Friday, August 12, 2011

From A Distance by CL Hart


Publisher:                 P.D. Publishing


Kenzie LeGault found the order and honor that her life was lacking when she joined the US Army and she was eager to accept when she was asked to join an elite force of covert assassins.  Kenzie would save the world by killing the people who threatened it.  After a while though, her assignments begin to bother her because something doesn't seem right about them.  When she is sent to Mexico to kill American student Cori Evans, for the first time Kenzie disobeys her orders and decides to find out why someone would want the seemingly harmless woman dead.  That decision will send them fleeing across Mexico and into the US pursued by other members of Kenzie's own unit.  Women who began as enemies find friendship and more as they have to depend on each other for survival.  Kenzie is determined to discover who has betrayed her trust and Cori is determined to go wherever Kenzie does.



CL Hart has created an engrossing and exciting adventure in From A Distance.  This is one of those books that, once you start reading it, is impossible to put down.  The pace is fast, which accentuates the suspense of the story, and the characters are interesting.  Hart weaves together political corruption, misplaced patriotism and deception to create a plot that seems outrageous and plausible at the same time.  The pressure that the two women feel is constant and creates tension in the story that radiates out to the reader.  Kenzie is perfectly portrayed as a woman who is both heroic and tragic at the same time as she travels with her dedicated and irrepressible sidekick Cori.  These are women living on the constant edge of disaster; yet they find ways to persevere.
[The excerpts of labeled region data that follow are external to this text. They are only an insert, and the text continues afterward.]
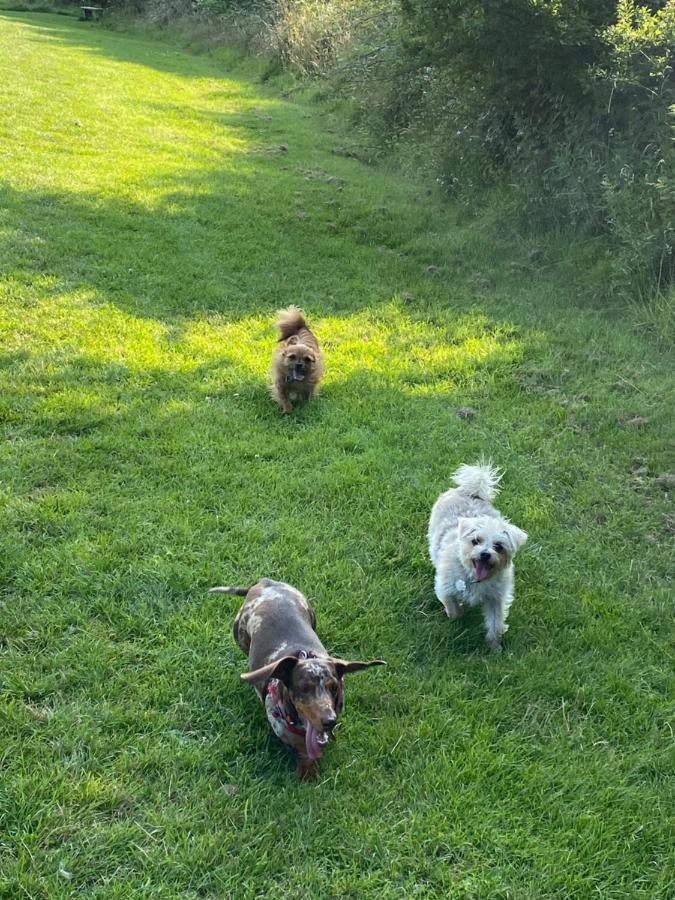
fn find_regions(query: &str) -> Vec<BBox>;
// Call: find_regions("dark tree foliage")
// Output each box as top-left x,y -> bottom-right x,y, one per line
402,0 -> 616,115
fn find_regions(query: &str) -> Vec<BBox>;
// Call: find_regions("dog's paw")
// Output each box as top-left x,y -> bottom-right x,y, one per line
295,759 -> 319,781
443,600 -> 464,622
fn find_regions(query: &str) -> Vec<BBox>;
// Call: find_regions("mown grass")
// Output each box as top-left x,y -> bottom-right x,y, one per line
0,15 -> 674,898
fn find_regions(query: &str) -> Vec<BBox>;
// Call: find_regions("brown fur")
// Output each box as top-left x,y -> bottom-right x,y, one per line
270,306 -> 323,415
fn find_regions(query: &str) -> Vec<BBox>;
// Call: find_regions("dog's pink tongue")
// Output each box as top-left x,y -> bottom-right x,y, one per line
474,559 -> 490,581
305,722 -> 328,759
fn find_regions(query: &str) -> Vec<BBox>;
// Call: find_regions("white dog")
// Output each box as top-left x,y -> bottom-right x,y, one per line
429,464 -> 527,652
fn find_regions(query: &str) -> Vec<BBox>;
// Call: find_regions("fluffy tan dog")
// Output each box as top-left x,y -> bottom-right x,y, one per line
270,306 -> 323,415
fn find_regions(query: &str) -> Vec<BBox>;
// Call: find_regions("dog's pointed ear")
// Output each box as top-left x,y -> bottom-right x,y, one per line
457,518 -> 477,538
505,522 -> 527,553
240,656 -> 298,687
332,659 -> 387,678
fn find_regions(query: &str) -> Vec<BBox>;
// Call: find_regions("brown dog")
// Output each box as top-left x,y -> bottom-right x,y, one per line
210,578 -> 384,781
270,306 -> 323,414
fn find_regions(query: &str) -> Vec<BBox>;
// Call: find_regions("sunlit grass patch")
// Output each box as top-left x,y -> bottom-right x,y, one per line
0,16 -> 673,900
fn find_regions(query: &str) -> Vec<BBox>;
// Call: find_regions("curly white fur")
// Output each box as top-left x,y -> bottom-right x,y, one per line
429,463 -> 527,650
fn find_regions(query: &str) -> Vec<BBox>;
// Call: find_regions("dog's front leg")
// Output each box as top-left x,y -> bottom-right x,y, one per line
434,572 -> 464,622
483,597 -> 506,653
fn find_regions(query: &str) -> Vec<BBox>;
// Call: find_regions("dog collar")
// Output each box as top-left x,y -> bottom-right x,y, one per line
265,678 -> 305,737
264,664 -> 345,737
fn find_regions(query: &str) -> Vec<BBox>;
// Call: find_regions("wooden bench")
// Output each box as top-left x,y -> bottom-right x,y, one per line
80,6 -> 103,22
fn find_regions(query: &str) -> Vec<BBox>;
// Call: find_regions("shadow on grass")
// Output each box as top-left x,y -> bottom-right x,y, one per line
0,8 -> 246,81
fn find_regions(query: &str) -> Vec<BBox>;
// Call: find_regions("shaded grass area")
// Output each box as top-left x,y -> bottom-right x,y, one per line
0,15 -> 674,898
As in her first book Facing Evil, CL Hart proves that a book with lesbian characters can appeal to a mainstream audience.  What drives the book is the suspense of the story and the interactions between the characters, not the romantic relationship of the women.  Fans of conspiracy, adventure, suspense or intrigue books will find this one thoroughly satisfying.  Readers who aren't interested in lesbian relationships should still give this book a chance.  Not doing so will deprive them of a terrific reading opportunity.